But it’s also steadily uphill – we gained 800 feet without encountering a single noticeable hill or switchback. By midmorning, we reached the end of the valley, and it was time to climb up to Evolution Lake.

Except for the fact that it was sunny and pastoral, this was a Sucky Slope, a climb of endless switchbacks during which the top seems to draw further off the higher you go. You crest a promontory only to bring further promontories into view.

But eventually we reached the welcome flattening of the Evolution Lake basin; after winding past a couple of mud-green pothole lakes, we found the sparkling, ice-blue lake in which two summers ago we’d skinny-dipped. This time we settled on the north shore, taking shelter from the pinch-eye sun in a copse of stubby junipers. I hurt all over, especially my head. I just wanted to sleep. The Husband wanted to see Darwin Bench, a strenuous and uncertain endeavor I thought completely unnecessary. So the kids and I stayed by the junipers, moving as the sun did to remain in the shade, while The Husband took his side hike.

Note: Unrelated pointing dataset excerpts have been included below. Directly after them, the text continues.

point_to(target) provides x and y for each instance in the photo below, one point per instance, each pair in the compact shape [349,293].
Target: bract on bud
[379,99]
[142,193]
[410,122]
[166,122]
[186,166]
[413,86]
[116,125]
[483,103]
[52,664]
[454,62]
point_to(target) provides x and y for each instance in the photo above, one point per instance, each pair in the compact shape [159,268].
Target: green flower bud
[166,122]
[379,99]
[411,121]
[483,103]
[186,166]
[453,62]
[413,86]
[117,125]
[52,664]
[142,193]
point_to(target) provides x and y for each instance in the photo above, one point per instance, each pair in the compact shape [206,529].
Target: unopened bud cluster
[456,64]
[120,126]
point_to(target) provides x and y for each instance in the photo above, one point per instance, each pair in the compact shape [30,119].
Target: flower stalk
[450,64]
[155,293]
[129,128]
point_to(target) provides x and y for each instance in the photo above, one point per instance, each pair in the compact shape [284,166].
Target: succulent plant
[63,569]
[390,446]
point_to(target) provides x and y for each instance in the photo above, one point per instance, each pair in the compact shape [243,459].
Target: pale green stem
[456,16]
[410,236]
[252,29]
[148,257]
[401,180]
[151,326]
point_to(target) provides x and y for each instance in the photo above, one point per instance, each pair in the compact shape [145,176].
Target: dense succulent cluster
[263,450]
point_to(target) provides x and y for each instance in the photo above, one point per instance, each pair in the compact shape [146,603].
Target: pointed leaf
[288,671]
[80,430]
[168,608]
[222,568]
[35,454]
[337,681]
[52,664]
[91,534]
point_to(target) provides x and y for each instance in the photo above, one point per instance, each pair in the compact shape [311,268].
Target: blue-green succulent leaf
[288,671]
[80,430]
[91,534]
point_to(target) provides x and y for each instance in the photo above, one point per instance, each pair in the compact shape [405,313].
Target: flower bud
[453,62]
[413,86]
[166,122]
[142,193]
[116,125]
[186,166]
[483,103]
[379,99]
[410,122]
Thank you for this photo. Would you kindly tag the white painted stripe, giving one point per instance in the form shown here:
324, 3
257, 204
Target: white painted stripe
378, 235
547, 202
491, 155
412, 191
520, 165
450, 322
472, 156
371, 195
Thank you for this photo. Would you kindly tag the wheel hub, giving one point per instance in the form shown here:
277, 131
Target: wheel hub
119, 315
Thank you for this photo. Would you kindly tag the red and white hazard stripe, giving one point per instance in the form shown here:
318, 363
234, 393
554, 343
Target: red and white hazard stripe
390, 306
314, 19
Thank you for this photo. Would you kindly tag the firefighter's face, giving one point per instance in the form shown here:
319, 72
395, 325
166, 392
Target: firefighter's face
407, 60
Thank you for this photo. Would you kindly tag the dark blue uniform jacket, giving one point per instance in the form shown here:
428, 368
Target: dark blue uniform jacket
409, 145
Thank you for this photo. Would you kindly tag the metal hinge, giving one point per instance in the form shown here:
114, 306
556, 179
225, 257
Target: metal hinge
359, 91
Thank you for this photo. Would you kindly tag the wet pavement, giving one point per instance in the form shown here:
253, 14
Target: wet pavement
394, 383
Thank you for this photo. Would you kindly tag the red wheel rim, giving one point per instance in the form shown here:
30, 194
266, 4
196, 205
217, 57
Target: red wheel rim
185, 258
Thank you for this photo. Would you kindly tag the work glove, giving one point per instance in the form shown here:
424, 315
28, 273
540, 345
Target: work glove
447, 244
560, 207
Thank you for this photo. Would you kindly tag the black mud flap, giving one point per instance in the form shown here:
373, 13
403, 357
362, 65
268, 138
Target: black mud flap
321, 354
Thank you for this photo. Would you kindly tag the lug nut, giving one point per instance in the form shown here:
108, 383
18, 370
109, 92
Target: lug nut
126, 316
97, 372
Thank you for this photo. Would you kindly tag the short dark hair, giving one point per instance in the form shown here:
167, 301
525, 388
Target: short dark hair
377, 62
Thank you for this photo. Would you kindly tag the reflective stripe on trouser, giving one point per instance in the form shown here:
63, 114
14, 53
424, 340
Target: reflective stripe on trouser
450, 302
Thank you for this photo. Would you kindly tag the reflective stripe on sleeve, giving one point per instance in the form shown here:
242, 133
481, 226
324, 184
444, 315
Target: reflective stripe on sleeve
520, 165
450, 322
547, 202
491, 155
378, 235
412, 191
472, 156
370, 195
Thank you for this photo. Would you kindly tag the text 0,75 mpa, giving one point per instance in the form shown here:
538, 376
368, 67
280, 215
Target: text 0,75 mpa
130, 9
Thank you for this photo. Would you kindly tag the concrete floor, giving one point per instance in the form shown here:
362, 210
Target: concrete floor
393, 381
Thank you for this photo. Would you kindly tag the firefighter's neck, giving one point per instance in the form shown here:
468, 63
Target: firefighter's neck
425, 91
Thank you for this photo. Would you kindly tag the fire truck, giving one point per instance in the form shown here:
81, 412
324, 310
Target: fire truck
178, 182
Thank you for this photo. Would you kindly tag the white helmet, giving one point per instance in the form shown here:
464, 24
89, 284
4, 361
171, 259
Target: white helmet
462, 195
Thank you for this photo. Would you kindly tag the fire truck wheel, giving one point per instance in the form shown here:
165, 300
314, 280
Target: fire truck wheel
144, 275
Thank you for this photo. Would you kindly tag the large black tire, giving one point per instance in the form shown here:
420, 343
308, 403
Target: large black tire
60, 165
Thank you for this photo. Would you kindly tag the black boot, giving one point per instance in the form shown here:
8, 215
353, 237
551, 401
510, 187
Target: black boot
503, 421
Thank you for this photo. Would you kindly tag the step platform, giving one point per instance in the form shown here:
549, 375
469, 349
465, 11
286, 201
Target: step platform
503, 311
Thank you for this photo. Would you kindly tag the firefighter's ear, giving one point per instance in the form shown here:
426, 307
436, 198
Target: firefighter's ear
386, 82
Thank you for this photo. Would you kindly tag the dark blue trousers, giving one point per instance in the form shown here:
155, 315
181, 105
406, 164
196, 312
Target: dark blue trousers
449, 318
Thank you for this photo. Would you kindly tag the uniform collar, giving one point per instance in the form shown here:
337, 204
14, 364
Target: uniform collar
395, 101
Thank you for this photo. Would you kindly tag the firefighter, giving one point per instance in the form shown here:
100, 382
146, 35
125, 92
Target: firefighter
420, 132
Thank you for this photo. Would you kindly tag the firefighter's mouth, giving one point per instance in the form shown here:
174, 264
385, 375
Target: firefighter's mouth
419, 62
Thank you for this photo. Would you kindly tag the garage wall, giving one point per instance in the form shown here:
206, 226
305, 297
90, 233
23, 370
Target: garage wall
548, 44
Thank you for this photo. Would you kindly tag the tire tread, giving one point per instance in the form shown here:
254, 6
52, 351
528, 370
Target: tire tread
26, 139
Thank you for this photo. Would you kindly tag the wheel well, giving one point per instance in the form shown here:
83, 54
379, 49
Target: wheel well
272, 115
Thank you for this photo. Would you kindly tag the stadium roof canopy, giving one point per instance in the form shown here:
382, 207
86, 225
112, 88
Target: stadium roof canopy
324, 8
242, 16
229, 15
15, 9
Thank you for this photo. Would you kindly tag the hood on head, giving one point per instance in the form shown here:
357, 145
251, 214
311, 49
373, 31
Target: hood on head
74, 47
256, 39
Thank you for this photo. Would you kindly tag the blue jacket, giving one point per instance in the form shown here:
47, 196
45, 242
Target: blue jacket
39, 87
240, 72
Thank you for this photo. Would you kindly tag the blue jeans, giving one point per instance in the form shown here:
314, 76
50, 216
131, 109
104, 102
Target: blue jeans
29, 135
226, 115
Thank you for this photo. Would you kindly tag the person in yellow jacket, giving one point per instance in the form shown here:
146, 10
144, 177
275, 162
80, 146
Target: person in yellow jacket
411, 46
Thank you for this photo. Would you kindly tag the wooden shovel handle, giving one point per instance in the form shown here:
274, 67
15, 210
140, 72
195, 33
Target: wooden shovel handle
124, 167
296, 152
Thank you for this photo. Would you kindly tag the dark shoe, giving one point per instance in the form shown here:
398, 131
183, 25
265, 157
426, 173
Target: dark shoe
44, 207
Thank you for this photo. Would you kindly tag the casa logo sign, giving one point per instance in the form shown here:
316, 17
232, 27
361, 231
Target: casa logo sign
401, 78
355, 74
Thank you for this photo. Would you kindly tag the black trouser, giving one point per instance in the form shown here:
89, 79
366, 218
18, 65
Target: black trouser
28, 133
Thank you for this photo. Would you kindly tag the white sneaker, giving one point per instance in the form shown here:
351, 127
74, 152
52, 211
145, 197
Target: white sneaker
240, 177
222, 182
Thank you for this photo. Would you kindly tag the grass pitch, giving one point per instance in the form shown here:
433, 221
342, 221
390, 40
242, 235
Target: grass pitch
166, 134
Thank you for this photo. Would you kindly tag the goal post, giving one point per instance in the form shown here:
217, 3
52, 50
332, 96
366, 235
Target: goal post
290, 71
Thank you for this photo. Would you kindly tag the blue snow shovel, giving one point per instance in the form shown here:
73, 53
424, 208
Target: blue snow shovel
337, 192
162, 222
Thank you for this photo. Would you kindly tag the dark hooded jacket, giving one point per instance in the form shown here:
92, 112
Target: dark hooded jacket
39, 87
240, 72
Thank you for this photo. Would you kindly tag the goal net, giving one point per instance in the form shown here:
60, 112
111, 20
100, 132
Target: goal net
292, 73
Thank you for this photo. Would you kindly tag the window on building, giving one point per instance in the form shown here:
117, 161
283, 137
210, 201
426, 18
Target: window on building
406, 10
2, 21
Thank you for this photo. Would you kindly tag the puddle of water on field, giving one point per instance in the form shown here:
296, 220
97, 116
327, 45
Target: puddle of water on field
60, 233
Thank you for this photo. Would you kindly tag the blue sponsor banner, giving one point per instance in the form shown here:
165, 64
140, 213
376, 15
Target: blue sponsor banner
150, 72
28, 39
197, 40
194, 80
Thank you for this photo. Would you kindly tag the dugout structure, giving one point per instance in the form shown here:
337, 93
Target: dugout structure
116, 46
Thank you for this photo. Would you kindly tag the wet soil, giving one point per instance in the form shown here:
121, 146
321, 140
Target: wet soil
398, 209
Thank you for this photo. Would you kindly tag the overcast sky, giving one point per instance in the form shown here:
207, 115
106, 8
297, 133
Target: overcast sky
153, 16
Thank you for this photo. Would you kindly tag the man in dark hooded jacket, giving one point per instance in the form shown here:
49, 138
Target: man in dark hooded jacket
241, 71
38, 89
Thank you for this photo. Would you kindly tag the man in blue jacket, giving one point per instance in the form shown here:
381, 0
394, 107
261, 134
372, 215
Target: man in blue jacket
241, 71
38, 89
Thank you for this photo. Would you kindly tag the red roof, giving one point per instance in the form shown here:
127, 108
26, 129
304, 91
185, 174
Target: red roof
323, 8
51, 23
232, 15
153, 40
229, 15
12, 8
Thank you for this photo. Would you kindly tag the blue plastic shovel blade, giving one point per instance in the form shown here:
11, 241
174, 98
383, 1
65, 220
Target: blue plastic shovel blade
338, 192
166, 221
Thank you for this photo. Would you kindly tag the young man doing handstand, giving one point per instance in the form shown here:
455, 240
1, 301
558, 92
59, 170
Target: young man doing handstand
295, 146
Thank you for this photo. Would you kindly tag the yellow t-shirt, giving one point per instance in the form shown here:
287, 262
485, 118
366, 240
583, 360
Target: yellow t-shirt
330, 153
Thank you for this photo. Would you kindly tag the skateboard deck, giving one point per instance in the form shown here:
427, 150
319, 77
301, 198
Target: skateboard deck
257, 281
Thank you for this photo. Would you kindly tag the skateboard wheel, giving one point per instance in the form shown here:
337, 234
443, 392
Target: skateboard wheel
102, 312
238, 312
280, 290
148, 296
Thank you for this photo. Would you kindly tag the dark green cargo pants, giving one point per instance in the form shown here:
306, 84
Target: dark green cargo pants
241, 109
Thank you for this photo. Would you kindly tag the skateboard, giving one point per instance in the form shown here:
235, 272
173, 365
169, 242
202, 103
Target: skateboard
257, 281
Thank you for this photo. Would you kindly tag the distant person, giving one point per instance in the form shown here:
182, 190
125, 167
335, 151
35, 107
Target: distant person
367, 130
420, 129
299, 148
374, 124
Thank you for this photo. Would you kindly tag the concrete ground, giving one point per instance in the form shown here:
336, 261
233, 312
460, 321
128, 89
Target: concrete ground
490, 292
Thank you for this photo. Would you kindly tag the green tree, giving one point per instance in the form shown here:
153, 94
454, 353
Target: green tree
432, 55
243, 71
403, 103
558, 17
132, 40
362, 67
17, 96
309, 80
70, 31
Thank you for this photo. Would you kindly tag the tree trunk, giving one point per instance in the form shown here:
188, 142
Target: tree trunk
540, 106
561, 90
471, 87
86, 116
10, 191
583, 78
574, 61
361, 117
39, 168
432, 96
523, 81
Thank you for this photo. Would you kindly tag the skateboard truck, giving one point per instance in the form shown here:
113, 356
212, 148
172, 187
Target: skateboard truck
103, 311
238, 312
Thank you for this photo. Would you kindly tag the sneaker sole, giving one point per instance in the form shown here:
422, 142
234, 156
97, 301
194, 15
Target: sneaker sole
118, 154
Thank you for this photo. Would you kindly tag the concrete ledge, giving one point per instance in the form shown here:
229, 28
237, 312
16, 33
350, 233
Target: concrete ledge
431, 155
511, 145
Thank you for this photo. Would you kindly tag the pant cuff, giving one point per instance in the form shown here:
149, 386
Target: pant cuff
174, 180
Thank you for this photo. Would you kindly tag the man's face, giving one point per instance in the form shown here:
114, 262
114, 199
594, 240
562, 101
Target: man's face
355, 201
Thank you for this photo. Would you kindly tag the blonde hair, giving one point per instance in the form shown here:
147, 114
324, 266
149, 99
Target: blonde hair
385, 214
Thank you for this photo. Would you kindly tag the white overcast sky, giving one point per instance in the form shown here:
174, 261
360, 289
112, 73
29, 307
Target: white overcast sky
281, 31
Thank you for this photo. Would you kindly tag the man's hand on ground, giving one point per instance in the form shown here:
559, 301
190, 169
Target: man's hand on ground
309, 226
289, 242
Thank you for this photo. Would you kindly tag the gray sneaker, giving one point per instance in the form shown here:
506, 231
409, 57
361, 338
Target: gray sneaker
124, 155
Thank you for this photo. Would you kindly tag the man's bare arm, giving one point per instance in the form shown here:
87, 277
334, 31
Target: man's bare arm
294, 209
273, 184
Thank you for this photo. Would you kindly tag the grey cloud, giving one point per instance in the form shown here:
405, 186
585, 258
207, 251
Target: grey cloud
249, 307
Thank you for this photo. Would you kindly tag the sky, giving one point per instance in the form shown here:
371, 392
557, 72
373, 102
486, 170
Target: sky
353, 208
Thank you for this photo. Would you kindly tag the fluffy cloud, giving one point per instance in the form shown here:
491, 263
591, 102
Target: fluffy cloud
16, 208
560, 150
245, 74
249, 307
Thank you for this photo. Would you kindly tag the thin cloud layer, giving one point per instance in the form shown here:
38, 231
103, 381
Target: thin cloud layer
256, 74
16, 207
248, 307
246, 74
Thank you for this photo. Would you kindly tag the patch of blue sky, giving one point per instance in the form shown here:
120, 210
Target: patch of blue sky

Bloated with rest and the bleachy sunshine, we resumed our trek shortly after The Husband returned. Sometime that morning, we’d begun to rubber band with the group we’d met at the leviathan rock in Big Pete Meadow: three young men, one of whom was pudgy, bearded, red-shirted, and camera-carrying. When we stopped to filter water alongside the rocky staircase that led up and out of Evolution Lake basin, we saw them approaching. We hurried on, though, crossing the freeway-wide outlet between Evolution and Sapphire Lakes on a long string of boulders like lily pads.

Then we got high and higher. The terrain started to change: more shattered rock, thin sky, and icy chattering water replaced serene pines with their carpet of warm humus and gold needles. Water seeped straight from a crack in the rock. Sedge formed strange rounds in the hard dirt. Pinhead flowers as trembled in the heath around us. We walked on and on and on.

By the time we got to Lake Wanda, The Husband and I were destroyed. We took a site tucked into a boulder formation – almost like Joshua Tree – at the head of the lake. We swam and rinsed our clothes.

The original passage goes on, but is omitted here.